Le taux par habitant des Fidji est démesuré contribution aux efforts de maintien de la paix au Moyen-Orient peut également être considéré comme la région revêtant une importance spirituelle cruciale pour Suva. Les missions de maintien de la paix des Fidji peuvent être considérées comme assumant une certaine responsabilité pour garantir que la Terre Sainte reste aussi stable que possible et accessible à ceux dont la foi les attire dans la région. Environ 200 habitants des îles du Pacifique ont été en pèlerinage religieux en Israël au moment de l’attaque du Hamas.
La foi guidant les décisions de politique étrangère peut ne pas sembler être une approche prudente – ce qui défie notre compréhension conventionnelle des pratiques brutales basées sur les intérêts – pourtant le comportement de tous les États est influencé par leur culture, et la religion joue un rôle central dans de nombreux États.

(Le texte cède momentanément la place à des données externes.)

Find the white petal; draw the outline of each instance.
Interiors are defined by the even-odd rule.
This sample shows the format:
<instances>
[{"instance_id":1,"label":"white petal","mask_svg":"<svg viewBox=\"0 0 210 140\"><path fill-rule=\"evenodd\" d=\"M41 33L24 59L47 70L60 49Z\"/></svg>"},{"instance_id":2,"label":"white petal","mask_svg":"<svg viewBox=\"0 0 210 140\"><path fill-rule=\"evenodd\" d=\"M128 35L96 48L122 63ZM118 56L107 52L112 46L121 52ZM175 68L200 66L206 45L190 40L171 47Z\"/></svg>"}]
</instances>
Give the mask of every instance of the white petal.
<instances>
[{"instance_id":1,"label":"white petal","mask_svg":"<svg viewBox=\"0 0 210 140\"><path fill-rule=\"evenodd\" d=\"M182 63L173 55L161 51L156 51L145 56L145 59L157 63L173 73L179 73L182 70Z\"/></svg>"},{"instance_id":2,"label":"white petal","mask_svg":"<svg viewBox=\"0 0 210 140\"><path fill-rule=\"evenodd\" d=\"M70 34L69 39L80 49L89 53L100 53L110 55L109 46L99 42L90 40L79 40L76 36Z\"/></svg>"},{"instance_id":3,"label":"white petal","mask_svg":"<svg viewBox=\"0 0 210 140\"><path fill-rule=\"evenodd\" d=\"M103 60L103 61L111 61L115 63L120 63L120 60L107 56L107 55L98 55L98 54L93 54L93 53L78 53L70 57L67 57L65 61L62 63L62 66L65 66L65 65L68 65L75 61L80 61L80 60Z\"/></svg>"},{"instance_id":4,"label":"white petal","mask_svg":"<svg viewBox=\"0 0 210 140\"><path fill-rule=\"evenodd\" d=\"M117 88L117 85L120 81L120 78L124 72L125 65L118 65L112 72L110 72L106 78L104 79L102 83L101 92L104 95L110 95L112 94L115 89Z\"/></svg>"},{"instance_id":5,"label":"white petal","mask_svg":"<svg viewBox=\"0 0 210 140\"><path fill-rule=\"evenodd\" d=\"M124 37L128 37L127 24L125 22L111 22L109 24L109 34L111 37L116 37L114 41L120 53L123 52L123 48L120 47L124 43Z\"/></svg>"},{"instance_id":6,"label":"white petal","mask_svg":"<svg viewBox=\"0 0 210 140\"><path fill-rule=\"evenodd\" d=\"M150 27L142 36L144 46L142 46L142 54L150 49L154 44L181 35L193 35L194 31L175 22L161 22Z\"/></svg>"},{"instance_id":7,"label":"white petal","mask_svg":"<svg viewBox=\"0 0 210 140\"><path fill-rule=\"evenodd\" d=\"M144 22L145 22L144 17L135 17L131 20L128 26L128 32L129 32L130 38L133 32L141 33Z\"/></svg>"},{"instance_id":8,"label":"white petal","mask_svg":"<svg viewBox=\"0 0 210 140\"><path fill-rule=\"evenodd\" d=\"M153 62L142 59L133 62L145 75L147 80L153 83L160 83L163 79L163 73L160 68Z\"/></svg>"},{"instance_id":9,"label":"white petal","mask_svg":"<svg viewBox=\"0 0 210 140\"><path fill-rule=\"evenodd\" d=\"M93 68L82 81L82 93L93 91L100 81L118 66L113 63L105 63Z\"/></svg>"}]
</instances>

Même dans un Occident sécularisé, les valeurs et conventions résiduelles du christianisme éclairent les normes et perspectives traditionnelles. Cette influence n’est peut-être pas aussi reconnaissable que celle des États qui placent ouvertement la religion au cœur de leur vision du monde, mais il est naïf de penser que ces systèmes de valeurs se sont simplement dissipés à mesure que la fréquentation des églises diminuait.
Les questions concernant Israël et la Palestine sont, dans le meilleur des cas, très polarisantes et sont toujours sujettes à un abandon des nuances. Le Hamas a sans aucun doute compris les réactions intransigeantes qu’il allait susciter en dehors de la région immédiate lorsqu’il a lancé son assaut le 7 octobre. une plus grande polarisation à travers le monde aurait été un objectif secondaire, et grâce à cela, ils ont remporté un succès incroyable. Les événements actuels ont établi un nouveau test décisif pour la décence humaine, selon le « camp » dans lequel vous vous trouvez.
Cependant, les États prennent leurs décisions sur la base de critères bien plus complexes que les individus qui publient des messages sur les réseaux sociaux, et compte tenu de la place centrale de la religion dans la culture du Pacifique, toute réponse aux événements actuels à l’Assemblée générale des Nations Unies n’aurait pas été prise à la légère. Les États plus petits ressentent l’instabilité mondiale d’une manière que les États disposant de plus grandes ressources ne ressentent pas. La résolution portait peut-être théoriquement sur un cessez-le-feu, mais comme pour tous les votes de ce type, des considérations bien plus vastes doivent être prises en compte.
Il n’est pas nécessaire d’être religieux pour reconnaître et respecter la recherche de sens et d’orientation qu’apporte la religion. Cette foi et ces conseils sont incroyablement important dans le Pacifique, et s’en moquer ou le rejeter revient à mépriser les insulaires du Pacifique, à risquer de les aliéner et à nuire inutilement aux relations avec eux. Rien de tout cela n’aide à la crise actuelle à Gaza.